This paper is about the nature of the pre-classical European virtue of critical self-restraint and necessity for the new Europe’s renewed confrontation with the still open possibilities of future nuclear warfare.
As recent history demonstrates, many intelligent international political leaders would seem repeatedly to manifest in their most important deliberations and decisions an insufficiently self-critical understanding in such centrally significant matters as institutionalizing further nuclear disarmament. Details of recent international negotiations suggest that some leaders and some of their most prominent advisors would seem to suffer, as many of their ancient European forbearers from - in an old Greek word - hubris. That is, some of the most influential persons in Europe today sometimes not just an unbridled self-interest and pervasive self-deception but especially an unmitigated intellectual pride. But a renewed European ethos today needs to comprise more than an unremitting but overly general Sophoclean awareness of fundamental human limitations. Such an ethos also needs to articulate freshly the nature of a reasoned and meditative self-restraint.
After situating the newly problematic nature of a European ethos within the most recent very difficult circumstances that have muted European voices in recent international discussions of not just the environment and the protection of species but especially the reduction of nuclear arsenals, my paper examines the historical and philosophical moment of the emergence of the archaic Greek virtue of sophrosune. I take this moment as the moment of transition from the artistic representation of the human being in Late Archaic Greek statuary to the presentation of the individual in Early Classical Greek sculpture.

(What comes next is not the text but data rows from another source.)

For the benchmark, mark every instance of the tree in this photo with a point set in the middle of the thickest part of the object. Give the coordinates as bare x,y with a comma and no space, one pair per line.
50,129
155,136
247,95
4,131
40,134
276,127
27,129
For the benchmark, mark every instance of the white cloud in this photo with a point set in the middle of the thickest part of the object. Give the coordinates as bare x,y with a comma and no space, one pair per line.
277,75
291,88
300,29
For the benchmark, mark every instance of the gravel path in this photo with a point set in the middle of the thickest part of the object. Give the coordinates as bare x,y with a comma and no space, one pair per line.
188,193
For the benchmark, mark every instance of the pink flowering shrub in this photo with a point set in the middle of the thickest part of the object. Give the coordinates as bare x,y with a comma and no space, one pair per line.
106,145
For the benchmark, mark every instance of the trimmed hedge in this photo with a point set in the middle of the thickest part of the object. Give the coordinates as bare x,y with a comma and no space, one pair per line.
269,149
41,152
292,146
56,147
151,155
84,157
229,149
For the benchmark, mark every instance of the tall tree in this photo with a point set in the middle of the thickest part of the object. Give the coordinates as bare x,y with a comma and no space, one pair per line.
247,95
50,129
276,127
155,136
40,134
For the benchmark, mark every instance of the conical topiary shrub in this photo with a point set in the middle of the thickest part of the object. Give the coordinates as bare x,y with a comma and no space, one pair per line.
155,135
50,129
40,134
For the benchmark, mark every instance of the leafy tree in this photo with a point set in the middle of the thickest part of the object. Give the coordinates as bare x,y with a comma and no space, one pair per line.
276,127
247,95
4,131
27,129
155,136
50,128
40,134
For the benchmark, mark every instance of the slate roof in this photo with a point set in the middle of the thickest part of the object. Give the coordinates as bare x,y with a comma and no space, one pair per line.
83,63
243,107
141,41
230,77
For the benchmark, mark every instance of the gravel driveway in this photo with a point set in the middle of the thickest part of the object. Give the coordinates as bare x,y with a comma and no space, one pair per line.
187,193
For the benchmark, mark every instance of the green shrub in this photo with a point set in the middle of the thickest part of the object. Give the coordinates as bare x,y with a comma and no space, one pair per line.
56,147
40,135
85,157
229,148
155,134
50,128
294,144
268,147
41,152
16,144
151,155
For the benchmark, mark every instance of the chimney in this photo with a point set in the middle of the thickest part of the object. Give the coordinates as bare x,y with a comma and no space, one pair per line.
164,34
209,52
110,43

From that moment of reflective plenitude, at the moment of the first (and perhaps not the last) war between an ancient Iran and European civilization and already well-before the more narrow classical ethical inquiries of Socrates, Plato, and Aristotle, the paper then disengages three cardinal questions for further critical discussion. These particular questions come to focus on the idea of a renewed ethos for Europe today in terms of several initial elements only for an ethics of mutual understanding constructed not just on individual self-control but on both individual and social critical self-restraint.
The new virtue that emerged in early Greece was an ethical articulation of the disastrous lessons of devastating wars with ancient Iran - with Persia. These wars left Athens and the Athenian Acropolis a blackened wasteland; its surviving population no more than collections of displaced persons. That historical scene itself may be taken as a prefiguration of some future nuclear cataclysm. From then on, deliberating and acting differently, thinking within a sufficiently reflective and properly articulated sense of ineluctable limits, became an ethical necessity.
Today we know that people everywhere cannot avoid confronting many world-wide crises including global financial and economic collapses; climate change; agricultural short-falls; population growth; increasing human migrations; the annihilating poverty of the hundreds of millions of completely destitute persons - and, perhaps all too unexpectedly, the recently renewed risks of nuclear war. But carrying through these confrontations successfully requires, among other things, that persons and communities renew and sustain their critical reflections of the elusive idea of a renewed European ethos today, an ethos awarding a central place to critical individual, social, and political self-restraint.